FSD Beta v10.69.2 Release Notes
- Added a new "deep lane guidance" module to the Vector Lanes neural network which fuses features extracted from the video streams with coarse map data, i.e. lane counts and lane connectivities. This architecture achieves a 44% lower error rate on lane topology compared to the previous model, enabling smoother control before lanes and their connectivities becomes visually apparent. This provides a way to make every Autopilot drive as good as someone driving their own commute, yet in a sufficiently general way that adapts for road changes.
[This is quite a break from tradition, as Tesla has been proud of the fact that their vehicles see each intersection "for the first time, every time," rather than relying on a massive database of road layouts (as the Google competitor does) since this makes the Tesla much better able to adapt to unexpected changes such as construction. This has greatly improved the visualization graphics on the dashboard]
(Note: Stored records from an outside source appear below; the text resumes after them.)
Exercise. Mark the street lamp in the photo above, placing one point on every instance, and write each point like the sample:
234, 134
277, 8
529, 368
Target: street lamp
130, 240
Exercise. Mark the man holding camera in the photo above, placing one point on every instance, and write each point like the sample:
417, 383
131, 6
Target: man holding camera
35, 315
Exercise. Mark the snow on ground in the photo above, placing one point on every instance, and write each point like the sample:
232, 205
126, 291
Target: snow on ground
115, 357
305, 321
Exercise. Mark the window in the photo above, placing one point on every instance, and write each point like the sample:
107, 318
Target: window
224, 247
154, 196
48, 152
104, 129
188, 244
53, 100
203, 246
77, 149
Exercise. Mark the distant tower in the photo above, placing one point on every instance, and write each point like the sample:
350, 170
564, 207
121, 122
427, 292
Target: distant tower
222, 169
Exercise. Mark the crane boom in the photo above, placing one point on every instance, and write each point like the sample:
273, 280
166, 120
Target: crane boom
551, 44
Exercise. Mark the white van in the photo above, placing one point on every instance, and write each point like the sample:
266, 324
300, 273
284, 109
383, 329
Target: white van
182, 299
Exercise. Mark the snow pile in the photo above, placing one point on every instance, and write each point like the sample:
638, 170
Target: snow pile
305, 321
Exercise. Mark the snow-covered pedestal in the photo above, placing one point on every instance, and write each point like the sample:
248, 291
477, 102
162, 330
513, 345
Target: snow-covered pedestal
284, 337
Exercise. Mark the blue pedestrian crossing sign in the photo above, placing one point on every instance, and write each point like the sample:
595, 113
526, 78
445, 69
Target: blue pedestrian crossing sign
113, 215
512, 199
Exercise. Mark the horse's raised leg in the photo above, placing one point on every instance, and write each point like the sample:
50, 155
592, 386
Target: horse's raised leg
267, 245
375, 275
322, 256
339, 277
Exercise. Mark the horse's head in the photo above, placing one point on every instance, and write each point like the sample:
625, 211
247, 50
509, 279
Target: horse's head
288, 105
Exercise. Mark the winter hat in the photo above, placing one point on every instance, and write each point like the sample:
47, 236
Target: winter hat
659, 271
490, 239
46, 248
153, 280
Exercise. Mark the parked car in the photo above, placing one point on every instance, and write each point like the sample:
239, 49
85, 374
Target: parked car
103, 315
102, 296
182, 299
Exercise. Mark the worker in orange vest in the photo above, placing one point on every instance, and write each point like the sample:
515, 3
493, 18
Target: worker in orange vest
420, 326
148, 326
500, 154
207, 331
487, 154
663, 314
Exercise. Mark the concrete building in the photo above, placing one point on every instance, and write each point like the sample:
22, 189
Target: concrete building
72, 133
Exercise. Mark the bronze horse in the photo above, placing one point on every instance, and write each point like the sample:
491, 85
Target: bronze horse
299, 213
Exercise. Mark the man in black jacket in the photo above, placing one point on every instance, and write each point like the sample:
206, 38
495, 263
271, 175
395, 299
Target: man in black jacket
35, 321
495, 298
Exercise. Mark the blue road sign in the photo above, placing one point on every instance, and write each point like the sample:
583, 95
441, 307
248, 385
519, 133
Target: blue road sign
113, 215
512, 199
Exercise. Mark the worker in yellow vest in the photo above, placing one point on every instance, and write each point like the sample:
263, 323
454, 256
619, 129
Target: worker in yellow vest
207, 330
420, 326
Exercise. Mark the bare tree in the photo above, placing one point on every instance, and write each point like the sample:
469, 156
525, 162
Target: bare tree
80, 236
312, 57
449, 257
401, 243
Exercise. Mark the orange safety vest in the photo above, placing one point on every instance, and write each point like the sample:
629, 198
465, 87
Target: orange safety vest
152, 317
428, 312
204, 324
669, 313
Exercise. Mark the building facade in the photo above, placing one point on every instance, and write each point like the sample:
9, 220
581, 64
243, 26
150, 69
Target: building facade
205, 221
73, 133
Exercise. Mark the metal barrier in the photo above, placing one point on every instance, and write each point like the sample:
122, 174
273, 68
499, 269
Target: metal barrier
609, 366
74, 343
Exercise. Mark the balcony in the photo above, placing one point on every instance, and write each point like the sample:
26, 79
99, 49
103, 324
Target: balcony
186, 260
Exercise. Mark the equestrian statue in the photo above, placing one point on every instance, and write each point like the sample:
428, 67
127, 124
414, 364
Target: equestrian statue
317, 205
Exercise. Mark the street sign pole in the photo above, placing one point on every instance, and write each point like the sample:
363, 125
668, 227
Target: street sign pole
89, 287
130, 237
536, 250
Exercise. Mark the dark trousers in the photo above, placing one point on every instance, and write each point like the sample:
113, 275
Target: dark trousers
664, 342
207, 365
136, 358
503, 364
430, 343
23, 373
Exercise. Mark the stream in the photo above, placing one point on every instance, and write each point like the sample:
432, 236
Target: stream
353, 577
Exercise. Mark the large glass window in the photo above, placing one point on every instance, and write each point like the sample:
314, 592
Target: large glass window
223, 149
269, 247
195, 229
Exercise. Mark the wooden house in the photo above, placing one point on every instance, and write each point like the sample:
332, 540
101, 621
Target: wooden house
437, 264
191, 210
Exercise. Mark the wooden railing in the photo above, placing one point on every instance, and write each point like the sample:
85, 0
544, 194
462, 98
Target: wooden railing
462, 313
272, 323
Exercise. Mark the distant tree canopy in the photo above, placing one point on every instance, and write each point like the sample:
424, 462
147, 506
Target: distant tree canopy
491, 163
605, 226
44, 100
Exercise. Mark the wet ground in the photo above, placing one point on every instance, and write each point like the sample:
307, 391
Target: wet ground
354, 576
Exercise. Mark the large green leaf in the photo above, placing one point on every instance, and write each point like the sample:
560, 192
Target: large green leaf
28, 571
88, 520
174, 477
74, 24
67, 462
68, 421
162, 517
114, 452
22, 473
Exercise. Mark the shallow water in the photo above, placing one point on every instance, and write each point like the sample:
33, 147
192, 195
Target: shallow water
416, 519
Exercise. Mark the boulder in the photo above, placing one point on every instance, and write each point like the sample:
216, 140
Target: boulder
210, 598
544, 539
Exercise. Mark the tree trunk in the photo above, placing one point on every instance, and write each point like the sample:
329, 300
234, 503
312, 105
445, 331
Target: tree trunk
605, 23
- Improved overall driving smoothness, without sacrificing latency, through better modeling of system and actuation latency in trajectory planning. Trajectory planner now independently accounts for latency from steering commands to actual steering actuation, as well as acceleration and brake commands to actuation. This results in a trajectory that is a more accurate model of how the vehicle would drive. This allows better downstream controller tracking and smoothness while also allowing a more accurate response during harsh maneuvers.
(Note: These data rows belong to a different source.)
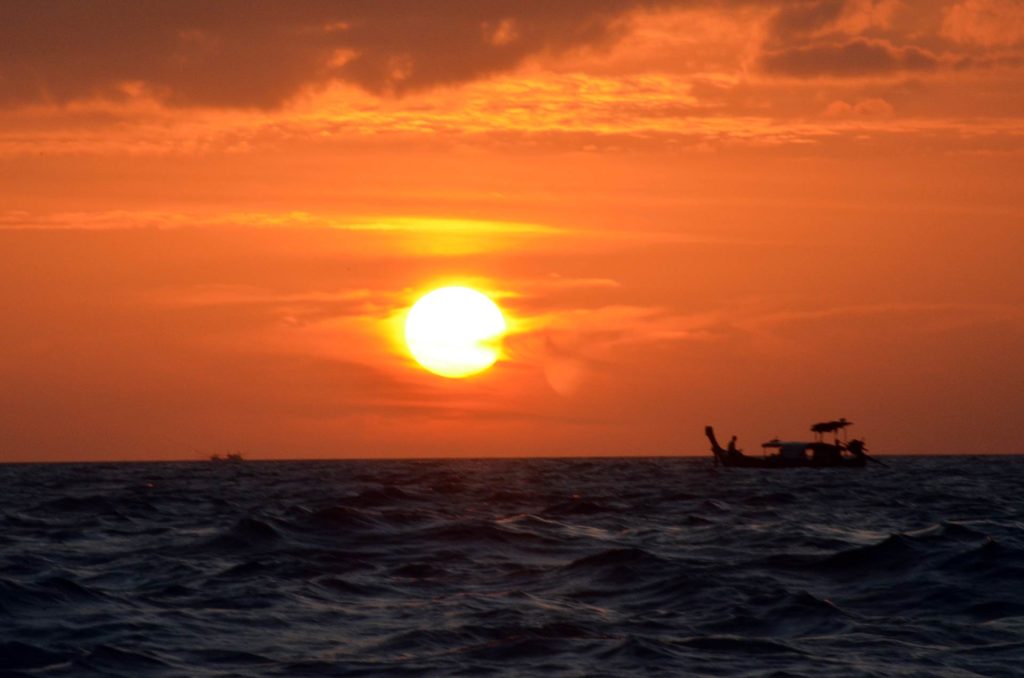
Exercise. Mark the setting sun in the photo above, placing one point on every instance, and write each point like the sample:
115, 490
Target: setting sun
455, 332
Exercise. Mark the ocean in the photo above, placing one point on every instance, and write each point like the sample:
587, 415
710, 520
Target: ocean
659, 566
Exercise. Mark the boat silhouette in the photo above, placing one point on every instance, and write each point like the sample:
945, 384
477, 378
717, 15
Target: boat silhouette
798, 454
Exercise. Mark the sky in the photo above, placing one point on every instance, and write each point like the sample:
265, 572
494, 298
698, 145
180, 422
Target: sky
752, 214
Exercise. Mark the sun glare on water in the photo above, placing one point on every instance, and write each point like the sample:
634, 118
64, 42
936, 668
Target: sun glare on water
455, 332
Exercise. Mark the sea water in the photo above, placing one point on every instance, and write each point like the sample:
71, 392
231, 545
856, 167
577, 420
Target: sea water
588, 566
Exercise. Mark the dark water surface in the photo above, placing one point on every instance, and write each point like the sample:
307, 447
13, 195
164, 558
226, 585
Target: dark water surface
651, 566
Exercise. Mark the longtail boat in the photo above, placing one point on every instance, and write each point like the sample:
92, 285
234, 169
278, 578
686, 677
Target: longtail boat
802, 454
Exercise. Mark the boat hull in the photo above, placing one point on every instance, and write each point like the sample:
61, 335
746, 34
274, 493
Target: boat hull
743, 461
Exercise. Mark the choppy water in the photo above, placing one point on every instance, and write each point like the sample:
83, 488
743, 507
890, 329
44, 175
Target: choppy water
654, 566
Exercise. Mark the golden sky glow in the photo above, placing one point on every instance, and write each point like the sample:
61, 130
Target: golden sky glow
214, 218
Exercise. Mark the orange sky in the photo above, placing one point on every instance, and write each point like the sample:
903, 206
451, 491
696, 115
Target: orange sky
751, 214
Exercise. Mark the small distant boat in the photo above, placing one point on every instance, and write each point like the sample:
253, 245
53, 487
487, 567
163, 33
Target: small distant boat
814, 454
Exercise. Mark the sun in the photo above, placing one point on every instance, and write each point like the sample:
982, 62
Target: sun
455, 332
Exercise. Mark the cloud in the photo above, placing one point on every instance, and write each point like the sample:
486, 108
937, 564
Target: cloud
987, 23
240, 53
851, 59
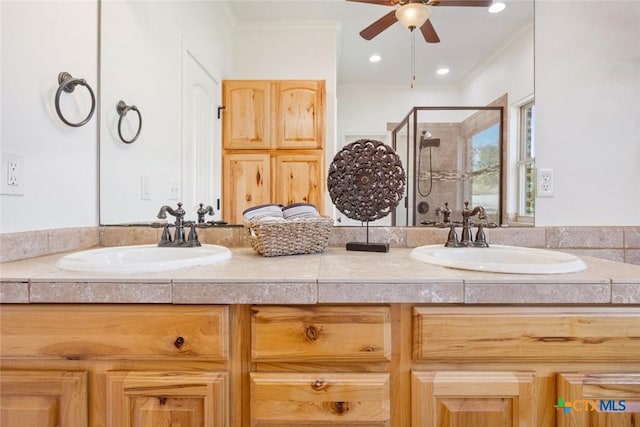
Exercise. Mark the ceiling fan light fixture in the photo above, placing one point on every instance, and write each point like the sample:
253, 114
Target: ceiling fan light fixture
413, 15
[That is, the computer expects an immediate response to a steering correction, and gets confused when the steering doesn't respond immediately]
- Improved unprotected left turns with more appropriate speed profile when approaching and exiting median crossover regions, in the presence of high speed cross traffic ("Chuck Cook style" unprotected left turns). This was done by allowing optimisable initial jerk, to mimic the harsh pedal press by a human, when required to go in front of high speed objects. Also improved lateral profile approaching such safety regions to allow for better pose that aligns well for exiting the region. Finally, improved interaction with objects that are entering or waiting inside the median crossover region with better modeling of their future intent.
[It felt very unsafe crossing a multi-lane fast highway slowly, feeling like a sitting duck, especially if there was hesitation because another car was in the median turning lane already.]
- Added control for arbitrary low-speed moving volumes from Occupancy Network. This also enables finer control for more precise object shapes that cannot be easily represented by a cuboid primitive. This required predicting velocity at every 3D voxel. We may now control for slow-moving UFOs.
- Upgraded Occupancy Network to use video instead of images from single time step. This temporal context allows the network to be robust to temporary occlusions and enables prediction of occupancy flow. Also, improved ground truth with semantics-driven outlier rejection, hard example mining, and increasing the dataset size by 2.4x.
[when a vehicle passed behind another vehicle or object, very strange jittery distortions of the vehicle flickered on the screen, showing how much difficulty the computer had in recognizing where the vehicle went when hidden from view temporarily. This has improved the visualization on the dashboard a lot]
- Upgraded to a new two-stage architecture to produce object kinematics (e.g. velocity, acceleration, yaw rate) where network compute is allocated O(objects) instead of O(space). This improved velocity estimates for far away crossing vehicles by 20%, while using one tenth of the compute.
[I think this is because calculating the movement of an object that is assigned 0 space gives infinite acceleration because of dividing by zero, which throws off the computer]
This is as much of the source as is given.